VALENCIA. Si ahora mismo me preguntan cuál es el título de una obra de arte que más me fascina es sin duda el larguísimo pero impagable: “El artista conmovido hasta la desesperación ante la grandeza de los restos antiguos”. Un título, indudablemente, pergeñado en la mente de un poeta. La maravillosa aguada monocroma obra de Johann Heinrich Füssli que explica por si misma todo el período neoclásico y prerromántico de la segunda mitad del siglo XVIII. Muy pocas obras con medios tan humildes en cuanto al formato han encerrado un mensaje tan profundo. La escena es muy sencilla: un personaje-el artista anónimo, que bien puede tratarse del alter ego del propio autor- vestido a la manera clásica, que se apoya, casi arropando, su brazo, con un gesto de estima y cercanía, en un enorme fragmento de mármol, que en su día formó parte de una colosal escultura del emperador Constantino (y que hoy día puede admirarse en los Museos Capitolinos).
El protagonista se lleva la otra mano al rostro en un gesto conmovedor y que el título nos aclara: se trata de un acto de desesperación ante la majestuosidad de la obra clásica. La teatralización de la imposibilidad de abarcar tanta magnificencia y por otro lado la impotencia por incapacidad de comprenderla. Es una derrota pesimista, por el carácter irrepetible de aquel inmenso esplendor. Füssli lo pintó tras su estancia en la ciudad, y los historiadores del arte lo han interpretado como un autorretrato lleno de simbolismo, en una sublime confrontación del artista con el pasado Clásico: la ruina como vestigio de un mundo de grandeza cultural.

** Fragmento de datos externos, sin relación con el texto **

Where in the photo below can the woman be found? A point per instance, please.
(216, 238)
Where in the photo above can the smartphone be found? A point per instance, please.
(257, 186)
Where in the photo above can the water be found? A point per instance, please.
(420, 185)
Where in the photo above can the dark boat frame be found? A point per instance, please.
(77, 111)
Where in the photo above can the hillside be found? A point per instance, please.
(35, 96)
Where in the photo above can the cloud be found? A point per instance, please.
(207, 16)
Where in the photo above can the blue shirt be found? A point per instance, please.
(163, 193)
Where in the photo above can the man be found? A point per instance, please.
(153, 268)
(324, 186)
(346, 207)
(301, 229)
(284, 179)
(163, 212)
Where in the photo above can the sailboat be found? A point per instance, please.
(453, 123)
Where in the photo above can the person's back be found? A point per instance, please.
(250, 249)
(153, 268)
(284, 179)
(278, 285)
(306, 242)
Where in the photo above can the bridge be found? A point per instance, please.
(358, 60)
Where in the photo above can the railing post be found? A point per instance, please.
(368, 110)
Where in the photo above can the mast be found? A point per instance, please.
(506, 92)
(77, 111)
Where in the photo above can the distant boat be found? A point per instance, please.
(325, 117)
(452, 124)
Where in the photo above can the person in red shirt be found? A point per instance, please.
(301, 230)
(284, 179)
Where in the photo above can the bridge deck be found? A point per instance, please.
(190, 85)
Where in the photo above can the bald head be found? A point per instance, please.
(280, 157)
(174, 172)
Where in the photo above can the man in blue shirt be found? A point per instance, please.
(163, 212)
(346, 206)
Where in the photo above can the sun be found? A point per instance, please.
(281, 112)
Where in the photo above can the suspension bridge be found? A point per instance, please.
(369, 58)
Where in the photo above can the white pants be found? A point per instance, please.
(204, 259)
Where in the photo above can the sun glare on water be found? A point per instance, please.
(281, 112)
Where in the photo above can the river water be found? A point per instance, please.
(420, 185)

Menos poético pero ilustrador es el célebre retrato de Goethe realizado por Tischbein en 1787, representado como viajero en la campiña romana. El escritor aparece en una pose reflexiva y solemne, lejos de la humildad del artista de Füssli, sobre el fondo de Appia antica, entre restos de esculturas y ruinas de acueductos. Un recuerdo del Grand Tour emprendido por Goethe, un rito irrenunciable e iniciático para toda una generación de amigos de lo antiguo y esencial en la educación de los jóvenes de familias pudientes.
Hablar del grabado en el siglo XVIII es hacerlo de Giambattista Piranesi (1720-1778). El genio del aguafuerte, fascinado por la ruina tal como puede apreciarse en su serie de vistas de la ciudad de Roma, para darles una mayor grandeza falseaba su escala en relación con los personajes, dotándolas de un halo de fantasía: los templos son devorados por la maleza, sus heridas restauradas con ladrillo, coliseos transformados en teatros, restos de fuentes monumentales, palacios arruinados y todo este escenario convertido en espacios ideales para las intrigas, confabulaciones de maleantes, charlatanes y buscavidas, cobijados a la sombra de las enormes moles clásicas de Roma. La ruina como como testigo mudo.
Las ruinas como tales, o la representación de estas en el arte nos provocan fascinación por ser vestigio y evocar algo imponente que ya no está. Es una suerte de traslación al momento pasado con más fuerza que si el edificio estuviera intacto. La ruina evoca y toda evocación tiene su parte poética, romántica y nos pone en estado de alerta nuestra capacidad de imaginar. La mirada se hace más activa porque participamos de una reconstrucción aunque no sea científica o fiel. Si observamos un lienzo de la muralla todavía existente junto a las Torres de Quart, nuestra ilusión no se resiste a continuar el trazado de esa mole o si lo hacemos con las torres todavía en pie de la muralla islámica, en pleno barrio del Carmen trazamos mentalmente una línea que las une. La ruina es un mal menor que también ayuda a concienciarnos sobre la insensibilidad reinante en otros tiempos (como cuando en 1810 se derriba el Palacio Real de Valencia), y a la vez nos acerca a aquellos que, en un momento de lucidez, coadyuvaron a salvar un vestigio de la completa desaparición.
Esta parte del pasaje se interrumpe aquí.